Dal 1 al 4 ottobre 2026, sotto il titolo evocativo “EUconomia. L’economia che fa bene, il rumore della foresta che cresce” il festival esplorerà come l’arte, la musica e la scienza possano rigenerare i legami comunitari e promuovere un’economia più giusta e sostenibile.
Un viaggio interdisciplinare tra musica, scienza e letteratura
L’apertura dell’evento, giovedì 1 ottobre presso le Sale del Rettorato dell’Università degli Studi di Firenze, sarà dedicata ai dialoghi civili sulla “Quinta Libertà” della conoscenza. A guidare il dibattito sarà il rapper e docente Alessio Mariani, in arte Murubutu, che esplorerà il ruolo della musica e del racconto letterario come strumenti di riscatto sociale.

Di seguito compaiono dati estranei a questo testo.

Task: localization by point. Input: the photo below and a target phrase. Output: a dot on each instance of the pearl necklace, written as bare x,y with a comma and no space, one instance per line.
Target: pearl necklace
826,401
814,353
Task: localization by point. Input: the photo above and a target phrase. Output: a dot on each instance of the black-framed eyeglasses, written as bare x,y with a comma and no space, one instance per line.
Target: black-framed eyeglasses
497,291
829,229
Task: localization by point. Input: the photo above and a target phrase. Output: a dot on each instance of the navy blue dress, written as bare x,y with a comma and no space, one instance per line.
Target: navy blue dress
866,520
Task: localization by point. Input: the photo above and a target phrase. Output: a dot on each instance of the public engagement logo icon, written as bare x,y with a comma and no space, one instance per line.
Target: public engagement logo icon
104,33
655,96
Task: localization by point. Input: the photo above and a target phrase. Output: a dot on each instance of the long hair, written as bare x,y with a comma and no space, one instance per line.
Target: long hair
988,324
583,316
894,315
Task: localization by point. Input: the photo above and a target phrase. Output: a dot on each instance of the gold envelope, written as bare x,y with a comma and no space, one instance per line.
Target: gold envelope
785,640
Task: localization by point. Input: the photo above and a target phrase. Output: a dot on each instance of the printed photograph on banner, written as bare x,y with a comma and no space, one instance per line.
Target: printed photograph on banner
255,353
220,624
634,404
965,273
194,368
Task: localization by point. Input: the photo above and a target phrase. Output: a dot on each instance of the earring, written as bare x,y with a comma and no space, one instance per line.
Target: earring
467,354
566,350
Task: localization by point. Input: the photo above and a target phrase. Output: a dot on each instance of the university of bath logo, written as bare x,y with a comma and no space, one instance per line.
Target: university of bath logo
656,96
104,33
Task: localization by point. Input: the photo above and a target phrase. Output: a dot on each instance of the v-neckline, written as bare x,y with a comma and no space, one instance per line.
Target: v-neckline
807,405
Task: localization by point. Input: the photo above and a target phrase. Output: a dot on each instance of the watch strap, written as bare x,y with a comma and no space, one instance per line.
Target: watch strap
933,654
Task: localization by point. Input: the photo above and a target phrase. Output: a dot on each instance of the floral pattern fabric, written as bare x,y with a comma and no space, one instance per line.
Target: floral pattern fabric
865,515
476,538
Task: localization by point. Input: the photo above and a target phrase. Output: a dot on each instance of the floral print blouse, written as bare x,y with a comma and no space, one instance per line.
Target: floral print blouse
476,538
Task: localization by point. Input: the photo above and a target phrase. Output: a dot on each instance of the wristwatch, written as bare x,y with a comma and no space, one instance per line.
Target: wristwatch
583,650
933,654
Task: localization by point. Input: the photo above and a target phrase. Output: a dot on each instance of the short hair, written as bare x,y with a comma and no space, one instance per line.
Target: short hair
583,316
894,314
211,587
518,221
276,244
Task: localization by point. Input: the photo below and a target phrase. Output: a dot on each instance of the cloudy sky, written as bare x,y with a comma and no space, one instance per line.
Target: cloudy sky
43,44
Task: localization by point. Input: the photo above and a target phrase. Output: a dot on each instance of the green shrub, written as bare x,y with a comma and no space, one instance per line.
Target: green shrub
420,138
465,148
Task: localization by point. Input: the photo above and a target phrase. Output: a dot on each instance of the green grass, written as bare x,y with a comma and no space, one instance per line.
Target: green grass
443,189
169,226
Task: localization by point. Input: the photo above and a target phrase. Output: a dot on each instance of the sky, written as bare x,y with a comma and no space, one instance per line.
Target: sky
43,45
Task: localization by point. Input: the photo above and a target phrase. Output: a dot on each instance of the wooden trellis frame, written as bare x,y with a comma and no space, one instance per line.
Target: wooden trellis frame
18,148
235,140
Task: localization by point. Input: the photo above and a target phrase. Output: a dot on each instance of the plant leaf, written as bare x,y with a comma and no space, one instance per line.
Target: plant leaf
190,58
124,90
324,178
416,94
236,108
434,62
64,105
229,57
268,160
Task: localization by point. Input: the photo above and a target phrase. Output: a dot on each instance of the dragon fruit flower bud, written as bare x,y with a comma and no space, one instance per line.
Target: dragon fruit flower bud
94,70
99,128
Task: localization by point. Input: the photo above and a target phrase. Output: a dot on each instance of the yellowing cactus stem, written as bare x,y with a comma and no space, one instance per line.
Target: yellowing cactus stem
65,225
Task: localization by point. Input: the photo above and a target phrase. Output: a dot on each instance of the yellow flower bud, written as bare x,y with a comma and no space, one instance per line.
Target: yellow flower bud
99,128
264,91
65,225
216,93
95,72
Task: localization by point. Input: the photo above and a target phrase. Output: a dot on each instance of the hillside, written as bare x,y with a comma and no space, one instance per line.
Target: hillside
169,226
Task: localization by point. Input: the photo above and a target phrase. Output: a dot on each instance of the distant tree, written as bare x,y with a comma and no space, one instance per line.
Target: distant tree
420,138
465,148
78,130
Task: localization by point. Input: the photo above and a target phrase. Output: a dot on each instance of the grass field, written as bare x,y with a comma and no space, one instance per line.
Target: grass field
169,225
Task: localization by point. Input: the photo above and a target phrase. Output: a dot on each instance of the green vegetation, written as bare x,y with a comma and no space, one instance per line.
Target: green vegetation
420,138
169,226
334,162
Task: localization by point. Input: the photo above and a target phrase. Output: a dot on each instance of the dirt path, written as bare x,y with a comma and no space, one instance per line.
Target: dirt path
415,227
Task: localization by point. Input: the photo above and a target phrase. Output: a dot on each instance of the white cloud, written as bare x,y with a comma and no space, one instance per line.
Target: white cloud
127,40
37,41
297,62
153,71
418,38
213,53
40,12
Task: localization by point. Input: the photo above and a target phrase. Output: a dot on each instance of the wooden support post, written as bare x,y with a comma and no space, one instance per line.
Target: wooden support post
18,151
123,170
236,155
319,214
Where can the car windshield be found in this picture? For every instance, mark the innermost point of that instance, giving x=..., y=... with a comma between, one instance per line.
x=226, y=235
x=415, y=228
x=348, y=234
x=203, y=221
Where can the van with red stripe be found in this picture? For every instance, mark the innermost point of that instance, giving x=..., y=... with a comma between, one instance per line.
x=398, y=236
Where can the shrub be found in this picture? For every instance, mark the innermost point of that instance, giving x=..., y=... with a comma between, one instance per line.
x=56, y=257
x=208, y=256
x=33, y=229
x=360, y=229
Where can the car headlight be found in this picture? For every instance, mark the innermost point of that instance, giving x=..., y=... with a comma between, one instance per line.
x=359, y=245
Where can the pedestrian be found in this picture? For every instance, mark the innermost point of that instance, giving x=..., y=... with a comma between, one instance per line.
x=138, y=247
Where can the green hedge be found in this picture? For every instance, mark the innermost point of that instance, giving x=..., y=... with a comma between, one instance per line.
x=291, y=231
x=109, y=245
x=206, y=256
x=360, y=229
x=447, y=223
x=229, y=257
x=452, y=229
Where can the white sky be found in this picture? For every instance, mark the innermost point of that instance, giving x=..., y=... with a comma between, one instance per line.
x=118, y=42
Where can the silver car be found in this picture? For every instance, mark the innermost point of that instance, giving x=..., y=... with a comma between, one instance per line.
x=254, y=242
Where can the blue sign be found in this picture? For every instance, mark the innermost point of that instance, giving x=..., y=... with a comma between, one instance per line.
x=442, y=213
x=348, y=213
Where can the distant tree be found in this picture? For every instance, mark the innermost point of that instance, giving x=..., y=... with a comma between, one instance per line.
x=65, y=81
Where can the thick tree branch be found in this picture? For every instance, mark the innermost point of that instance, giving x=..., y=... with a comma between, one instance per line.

Gabriella Greison e le sfide dell’intelligenza artificiale
Venerdì 2 ottobre, l’attenzione si sposterà sul delicato equilibrio tra etica e tecnologia. Gabriella Greison, fisica, scrittrice e giornalista, affronterà le sfide antropologiche poste dall’avvento dell’intelligenza artificiale analizzandone i rischi educativi e le opportunità per preservare l’equità e la libertà individuale.

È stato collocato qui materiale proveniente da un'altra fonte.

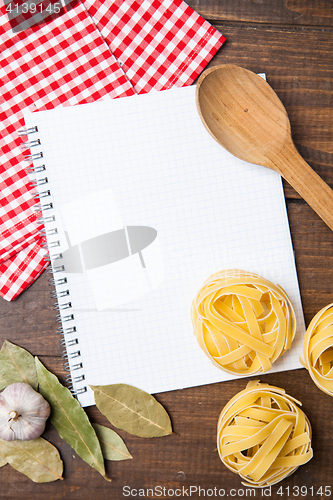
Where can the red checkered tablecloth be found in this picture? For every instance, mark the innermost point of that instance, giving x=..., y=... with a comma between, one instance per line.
x=94, y=49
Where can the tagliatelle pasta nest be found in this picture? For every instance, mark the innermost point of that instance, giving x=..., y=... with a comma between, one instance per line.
x=242, y=321
x=318, y=349
x=263, y=435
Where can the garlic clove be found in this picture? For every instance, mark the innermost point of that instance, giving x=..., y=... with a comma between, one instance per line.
x=23, y=412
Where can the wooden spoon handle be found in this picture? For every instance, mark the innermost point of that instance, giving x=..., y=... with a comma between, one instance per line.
x=305, y=181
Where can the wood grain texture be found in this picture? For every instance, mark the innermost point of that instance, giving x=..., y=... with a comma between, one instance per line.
x=285, y=12
x=291, y=41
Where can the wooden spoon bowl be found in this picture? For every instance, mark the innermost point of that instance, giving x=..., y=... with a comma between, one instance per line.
x=245, y=116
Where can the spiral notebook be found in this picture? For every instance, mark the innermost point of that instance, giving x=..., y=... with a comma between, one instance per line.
x=140, y=206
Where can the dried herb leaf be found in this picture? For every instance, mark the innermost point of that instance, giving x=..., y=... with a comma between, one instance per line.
x=38, y=459
x=132, y=410
x=3, y=460
x=113, y=447
x=70, y=419
x=16, y=365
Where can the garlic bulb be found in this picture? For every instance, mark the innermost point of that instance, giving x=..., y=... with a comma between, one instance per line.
x=23, y=412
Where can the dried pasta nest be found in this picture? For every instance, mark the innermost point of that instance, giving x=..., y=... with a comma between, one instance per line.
x=263, y=435
x=242, y=321
x=318, y=349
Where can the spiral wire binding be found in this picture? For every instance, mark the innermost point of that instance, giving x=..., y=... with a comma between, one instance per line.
x=63, y=305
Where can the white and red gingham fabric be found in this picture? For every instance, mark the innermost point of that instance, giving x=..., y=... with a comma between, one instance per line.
x=159, y=43
x=96, y=48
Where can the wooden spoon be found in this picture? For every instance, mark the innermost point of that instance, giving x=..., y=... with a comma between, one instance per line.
x=245, y=116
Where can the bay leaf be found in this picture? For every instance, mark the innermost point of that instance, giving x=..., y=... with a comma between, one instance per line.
x=3, y=460
x=70, y=420
x=113, y=447
x=38, y=459
x=132, y=410
x=16, y=365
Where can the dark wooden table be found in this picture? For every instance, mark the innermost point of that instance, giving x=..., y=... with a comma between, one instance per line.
x=291, y=41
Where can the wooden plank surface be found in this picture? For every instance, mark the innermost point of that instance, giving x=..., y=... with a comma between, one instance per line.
x=291, y=41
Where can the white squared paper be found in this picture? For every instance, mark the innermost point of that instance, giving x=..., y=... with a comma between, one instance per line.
x=210, y=211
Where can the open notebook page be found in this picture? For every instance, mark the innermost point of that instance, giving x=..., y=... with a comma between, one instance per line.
x=147, y=206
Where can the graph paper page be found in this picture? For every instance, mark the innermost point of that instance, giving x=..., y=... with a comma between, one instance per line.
x=147, y=206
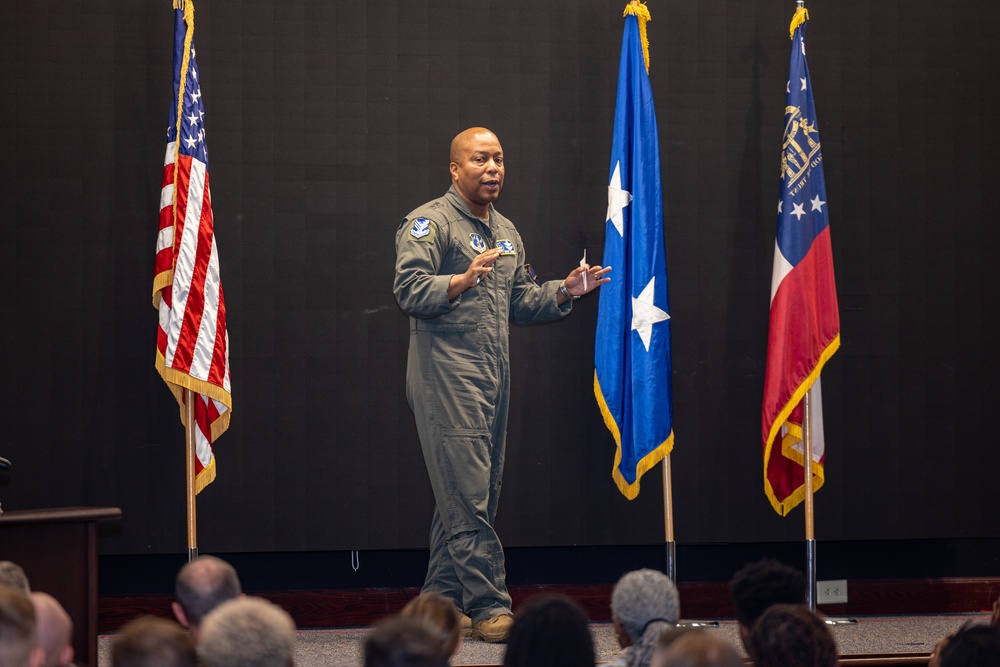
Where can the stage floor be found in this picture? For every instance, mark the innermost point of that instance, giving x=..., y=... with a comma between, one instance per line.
x=868, y=636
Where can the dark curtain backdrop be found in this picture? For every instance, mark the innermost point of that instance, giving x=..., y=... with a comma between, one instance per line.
x=328, y=121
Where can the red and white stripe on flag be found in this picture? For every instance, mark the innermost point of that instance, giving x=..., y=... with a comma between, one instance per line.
x=192, y=345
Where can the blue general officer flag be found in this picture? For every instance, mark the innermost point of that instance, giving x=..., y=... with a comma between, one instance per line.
x=632, y=348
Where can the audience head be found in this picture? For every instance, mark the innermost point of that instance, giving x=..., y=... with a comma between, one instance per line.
x=153, y=642
x=972, y=646
x=640, y=600
x=550, y=630
x=762, y=584
x=790, y=634
x=12, y=575
x=202, y=585
x=18, y=635
x=694, y=648
x=440, y=616
x=401, y=641
x=55, y=630
x=247, y=632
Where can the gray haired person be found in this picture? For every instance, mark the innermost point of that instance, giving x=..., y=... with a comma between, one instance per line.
x=247, y=632
x=644, y=605
x=201, y=586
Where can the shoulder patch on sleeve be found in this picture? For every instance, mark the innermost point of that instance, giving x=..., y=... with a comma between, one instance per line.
x=422, y=229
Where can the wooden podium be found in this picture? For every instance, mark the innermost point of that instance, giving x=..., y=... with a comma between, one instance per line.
x=58, y=550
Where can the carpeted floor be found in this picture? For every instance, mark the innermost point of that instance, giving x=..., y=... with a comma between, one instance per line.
x=872, y=635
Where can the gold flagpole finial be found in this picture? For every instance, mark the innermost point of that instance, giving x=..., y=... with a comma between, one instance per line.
x=641, y=12
x=800, y=17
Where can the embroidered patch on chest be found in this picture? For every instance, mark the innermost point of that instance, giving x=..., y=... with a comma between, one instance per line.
x=421, y=228
x=477, y=243
x=506, y=247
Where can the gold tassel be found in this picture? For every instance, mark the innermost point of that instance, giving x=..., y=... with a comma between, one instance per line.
x=185, y=63
x=801, y=16
x=641, y=12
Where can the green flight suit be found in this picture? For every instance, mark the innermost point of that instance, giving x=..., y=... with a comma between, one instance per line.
x=458, y=384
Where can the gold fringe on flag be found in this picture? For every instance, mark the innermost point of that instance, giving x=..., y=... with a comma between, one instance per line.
x=641, y=12
x=801, y=16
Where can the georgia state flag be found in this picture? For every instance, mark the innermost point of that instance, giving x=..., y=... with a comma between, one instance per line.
x=804, y=329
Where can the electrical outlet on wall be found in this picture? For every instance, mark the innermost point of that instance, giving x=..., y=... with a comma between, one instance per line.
x=833, y=591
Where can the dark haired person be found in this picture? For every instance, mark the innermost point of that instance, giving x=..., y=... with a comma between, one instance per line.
x=762, y=584
x=550, y=631
x=792, y=634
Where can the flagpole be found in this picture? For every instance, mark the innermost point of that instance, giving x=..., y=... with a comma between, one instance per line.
x=189, y=436
x=810, y=519
x=668, y=520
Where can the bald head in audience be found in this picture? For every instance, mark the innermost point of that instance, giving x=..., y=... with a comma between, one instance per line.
x=18, y=635
x=11, y=574
x=153, y=642
x=201, y=586
x=55, y=630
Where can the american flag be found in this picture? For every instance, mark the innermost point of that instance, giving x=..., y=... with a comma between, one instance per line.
x=192, y=345
x=804, y=329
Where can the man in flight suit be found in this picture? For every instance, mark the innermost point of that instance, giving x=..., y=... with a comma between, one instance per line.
x=460, y=276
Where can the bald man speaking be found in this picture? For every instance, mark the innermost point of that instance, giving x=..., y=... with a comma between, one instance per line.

Francesco d’Assisi e il modello di vita sostenibile
La giornata conclusiva, domenica 4 ottobre, vedrà protagonista in Piazza della Signoria il giornalista e scrittore Aldo Cazzullo. Con una narrazione appassionante incentrata sulla figura di Francesco d’Assisi, Cazzullo proporrà un viaggio laico e spirituale che intreccia storia e attualità, invitando il pubblico a riflettere su temi cardine dell’economia civile come la fraternità l’essenzialità e la riscoperta di un modello di vita in cui sia possibile vivere meglio con meno, insieme agli altri.

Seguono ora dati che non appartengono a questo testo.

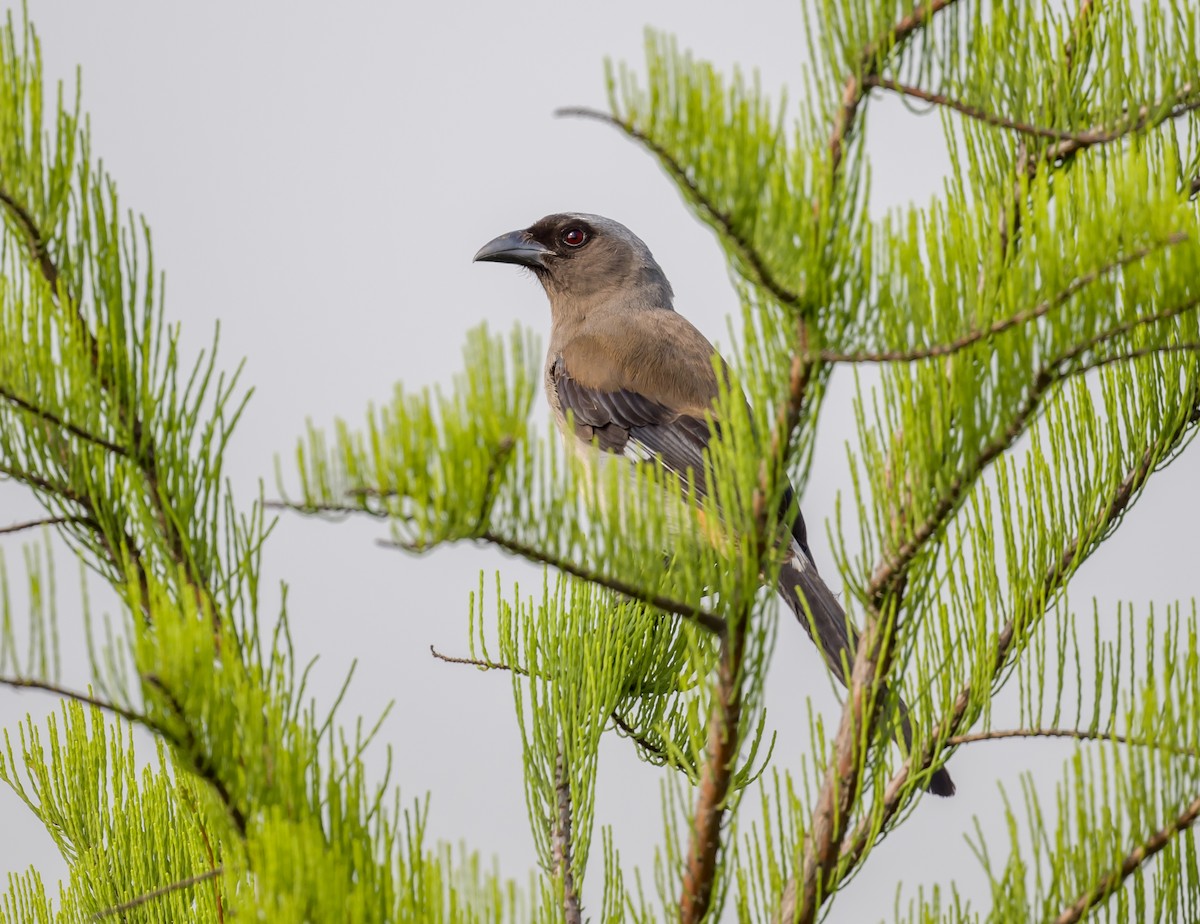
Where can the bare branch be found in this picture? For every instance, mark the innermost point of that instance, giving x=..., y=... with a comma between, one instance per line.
x=1000, y=327
x=1133, y=861
x=478, y=663
x=55, y=420
x=31, y=683
x=159, y=893
x=856, y=88
x=46, y=521
x=561, y=841
x=1079, y=735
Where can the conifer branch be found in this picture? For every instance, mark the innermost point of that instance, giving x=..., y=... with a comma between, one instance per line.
x=478, y=663
x=1071, y=142
x=616, y=718
x=839, y=790
x=715, y=778
x=893, y=568
x=55, y=420
x=723, y=220
x=159, y=893
x=141, y=451
x=1003, y=324
x=867, y=831
x=1027, y=165
x=700, y=616
x=198, y=759
x=35, y=241
x=1137, y=857
x=856, y=88
x=561, y=841
x=31, y=683
x=721, y=749
x=1079, y=735
x=219, y=905
x=45, y=521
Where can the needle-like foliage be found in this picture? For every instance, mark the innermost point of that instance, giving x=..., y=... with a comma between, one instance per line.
x=1031, y=342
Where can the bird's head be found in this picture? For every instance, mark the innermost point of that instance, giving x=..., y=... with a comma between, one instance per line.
x=582, y=259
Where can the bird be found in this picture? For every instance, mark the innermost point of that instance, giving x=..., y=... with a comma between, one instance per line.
x=627, y=376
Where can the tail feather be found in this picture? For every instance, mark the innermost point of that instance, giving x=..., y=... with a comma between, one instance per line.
x=835, y=637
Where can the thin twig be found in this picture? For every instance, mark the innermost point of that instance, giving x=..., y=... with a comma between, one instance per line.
x=561, y=840
x=1132, y=862
x=1072, y=141
x=617, y=720
x=157, y=894
x=201, y=760
x=1013, y=321
x=31, y=683
x=478, y=663
x=855, y=88
x=45, y=521
x=705, y=618
x=1079, y=735
x=55, y=420
x=142, y=451
x=867, y=831
x=762, y=276
x=888, y=571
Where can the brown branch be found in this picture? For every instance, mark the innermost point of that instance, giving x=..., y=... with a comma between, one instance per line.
x=1072, y=142
x=39, y=250
x=30, y=683
x=839, y=790
x=967, y=109
x=715, y=778
x=142, y=453
x=159, y=893
x=617, y=720
x=1003, y=324
x=721, y=749
x=705, y=618
x=867, y=831
x=201, y=760
x=1079, y=735
x=889, y=570
x=1027, y=165
x=478, y=663
x=46, y=521
x=561, y=841
x=724, y=221
x=219, y=905
x=1185, y=103
x=855, y=88
x=1133, y=861
x=55, y=420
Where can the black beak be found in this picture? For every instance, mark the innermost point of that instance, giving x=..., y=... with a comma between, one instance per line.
x=515, y=247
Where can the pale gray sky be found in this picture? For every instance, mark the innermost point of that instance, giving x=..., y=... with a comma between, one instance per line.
x=317, y=181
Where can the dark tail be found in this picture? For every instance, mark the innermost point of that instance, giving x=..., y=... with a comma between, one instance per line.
x=835, y=639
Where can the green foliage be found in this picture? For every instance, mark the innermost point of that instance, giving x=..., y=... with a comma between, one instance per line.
x=1039, y=364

Un evento nato dalla collaborazione
Il Festival Nazionale dell’Economia Civile nasce da un’idea di Federcasse ed è promosso con Confcooperative. L’organizzazione è curata da NeXt, con il contributo di Fondosviluppo, Assimoco, Federazione Toscana delle Bcc Publiacqua e la collaborazione dell’Università degli Studi di Firenze, la Scuola di Economia Civile, e la Fondazione MUS.E. L’evento gode inoltre del patrocinio del Comune di Firenze.